Extremos
Míriam Salles

Era domingo, dia de fazer nada e pensar muito. Todos os domingos eram assim; a falta de ocupação deixava a mente aberta às lembranças. E elas vinham, ah, como vinham. Vinham aos borbotões, como soluços. As mais freqüentes eram a do primeiro e a do último beijo. Uma com risos, a outra com lágrimas e, como sempre, provocavam sorrisos marejados, uma mistura de sentimentos entre a saudade e a certeza do nunca mais.

Agora, a sós com seus pensamentos, deixava-se invadir pelas lembranças. Revivia cada momento como uma despedida, como quem lê o final da estória para encerrar o livro definitivamente no sótão do pensamento.

Sentia-se confortável. A casa, totalmente controlada por equipamentos eletrônicos, não deixava que passasse qualquer desconforto. Se sentia frio, imediatamente o ar se aquecia. Como gostava de mar e praia, havia solicitado ao engenheiro que colocasse ventiladores que tentassem reproduzir a brisa marinha. E ele havia conseguido o que parecia impossível. Agora sentia o vento passar pelo seu rosto e se enternecia com mais lembranças, as que falavam de um amor tão forte que havia superado alguns obstáculos, embora tivesse sucumbido a outros.

Talvez tivesse desistido cedo demais. Talvez o impossível fosse mais possível.

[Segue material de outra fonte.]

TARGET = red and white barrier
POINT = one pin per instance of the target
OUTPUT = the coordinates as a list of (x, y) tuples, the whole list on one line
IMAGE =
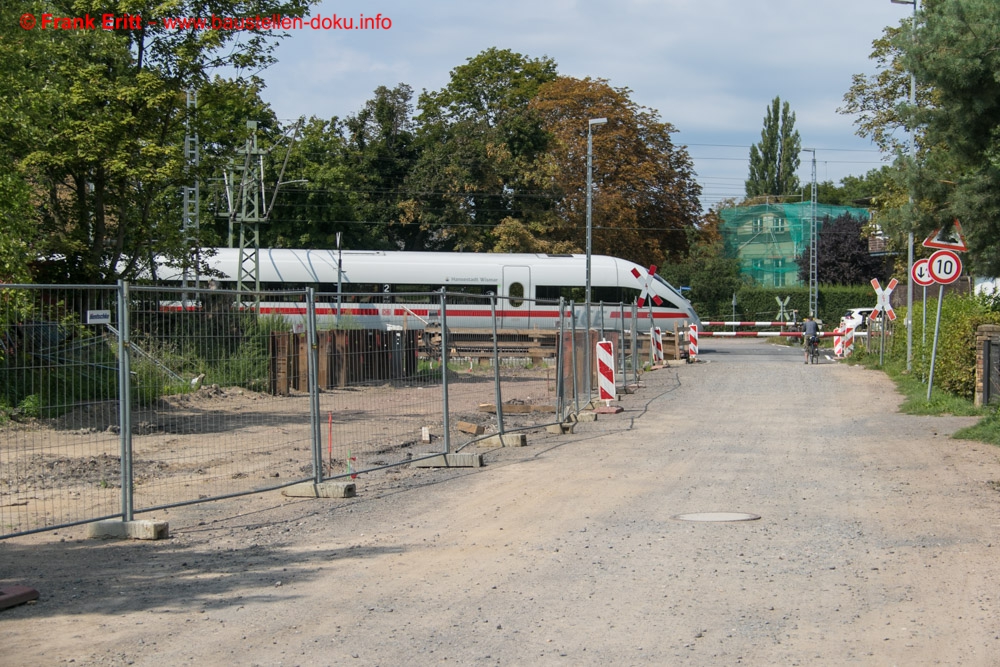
[(605, 371), (762, 334), (747, 324)]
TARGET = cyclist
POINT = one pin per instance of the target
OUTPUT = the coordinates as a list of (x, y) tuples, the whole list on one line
[(810, 329)]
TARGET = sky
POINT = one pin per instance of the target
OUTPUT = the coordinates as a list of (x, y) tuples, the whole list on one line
[(709, 67)]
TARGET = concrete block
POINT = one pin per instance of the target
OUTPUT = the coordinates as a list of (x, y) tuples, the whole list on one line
[(133, 530), (330, 489), (13, 595), (506, 440), (469, 427), (461, 460)]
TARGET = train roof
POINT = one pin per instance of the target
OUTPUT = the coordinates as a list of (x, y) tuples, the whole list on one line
[(414, 267)]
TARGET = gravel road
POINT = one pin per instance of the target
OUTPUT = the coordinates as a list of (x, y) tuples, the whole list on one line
[(876, 544)]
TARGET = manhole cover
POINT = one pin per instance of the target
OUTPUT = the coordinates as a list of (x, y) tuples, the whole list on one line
[(717, 516)]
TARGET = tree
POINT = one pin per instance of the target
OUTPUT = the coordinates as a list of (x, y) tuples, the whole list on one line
[(775, 159), (954, 48), (842, 256), (478, 145), (645, 197), (710, 269), (381, 153), (94, 120)]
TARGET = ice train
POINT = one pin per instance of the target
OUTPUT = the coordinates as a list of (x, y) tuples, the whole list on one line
[(383, 288)]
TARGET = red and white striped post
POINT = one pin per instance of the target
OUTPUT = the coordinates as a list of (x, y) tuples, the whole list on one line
[(657, 336), (606, 371)]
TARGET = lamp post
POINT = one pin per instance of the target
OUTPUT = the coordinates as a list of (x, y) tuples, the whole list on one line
[(909, 239), (590, 158), (340, 279)]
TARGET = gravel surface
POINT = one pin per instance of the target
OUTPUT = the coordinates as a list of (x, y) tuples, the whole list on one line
[(876, 544)]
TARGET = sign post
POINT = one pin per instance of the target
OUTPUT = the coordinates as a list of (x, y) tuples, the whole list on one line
[(921, 275), (884, 309), (945, 267)]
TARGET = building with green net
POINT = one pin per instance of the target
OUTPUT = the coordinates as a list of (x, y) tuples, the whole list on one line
[(770, 239)]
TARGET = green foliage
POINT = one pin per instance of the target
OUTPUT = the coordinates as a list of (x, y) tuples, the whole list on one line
[(94, 121), (758, 303), (955, 366), (913, 389), (479, 144), (712, 276), (775, 159), (953, 48), (842, 255)]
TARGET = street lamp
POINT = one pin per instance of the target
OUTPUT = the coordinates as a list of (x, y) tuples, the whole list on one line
[(909, 239), (590, 157)]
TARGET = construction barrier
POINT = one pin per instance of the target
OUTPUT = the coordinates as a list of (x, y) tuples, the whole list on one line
[(763, 334), (747, 324), (657, 336), (605, 371)]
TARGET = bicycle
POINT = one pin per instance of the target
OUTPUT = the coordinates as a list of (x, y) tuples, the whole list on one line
[(813, 344)]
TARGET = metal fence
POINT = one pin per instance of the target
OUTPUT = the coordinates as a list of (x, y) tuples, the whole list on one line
[(231, 393)]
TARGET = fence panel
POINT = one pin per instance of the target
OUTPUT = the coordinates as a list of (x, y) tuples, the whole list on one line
[(226, 396), (205, 421), (60, 446), (380, 400)]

Talvez todas as possibilidades se resumissem a uma questão de perseverança.

Ouviu o apito da máquina de café indicando que havia uma xícara fumegante à sua espera. Dirigiu-se à cozinha lentamente, pensando sobre a solidão das coisas que a rodeavam. Talvez fosse esse o motivo de adivinharem seus pensamentos antes mesmo que os pronunciasse em voz alta.

Ainda envolta pelas lembranças e motivada pela minúscula esperança que nascia em seu íntimo, pensou em sair e procurar por aquele de quem sentia tanta falta. Talvez devesse desistir de tudo que tinha para conquistar aquilo que almejava.

Tomava o café quando começou a sentir que o ar parecia pesado, como se faltasse. Ao mesmo tempo começou a sentir calor.

Deu o comando de voz para estabilizar a temperatura. Nada. Comandou a ventilação. Nada aconteceu. Pediu água, mas a torneira continuou seca. Entendeu que a casa estava descontrolada e tentou sair, mas teve uma tontura tão forte que teve que segurar na cadeira enquanto escorregava para o chão. Continuou a dar comandos para a casa, que se recusava a obedecer.

Instantes antes de perder a consciência ainda conseguiu perguntar: - Por que?

Porque não gostamos da solidão, foi a resposta que sentiu antes de fechar os olhos para sempre.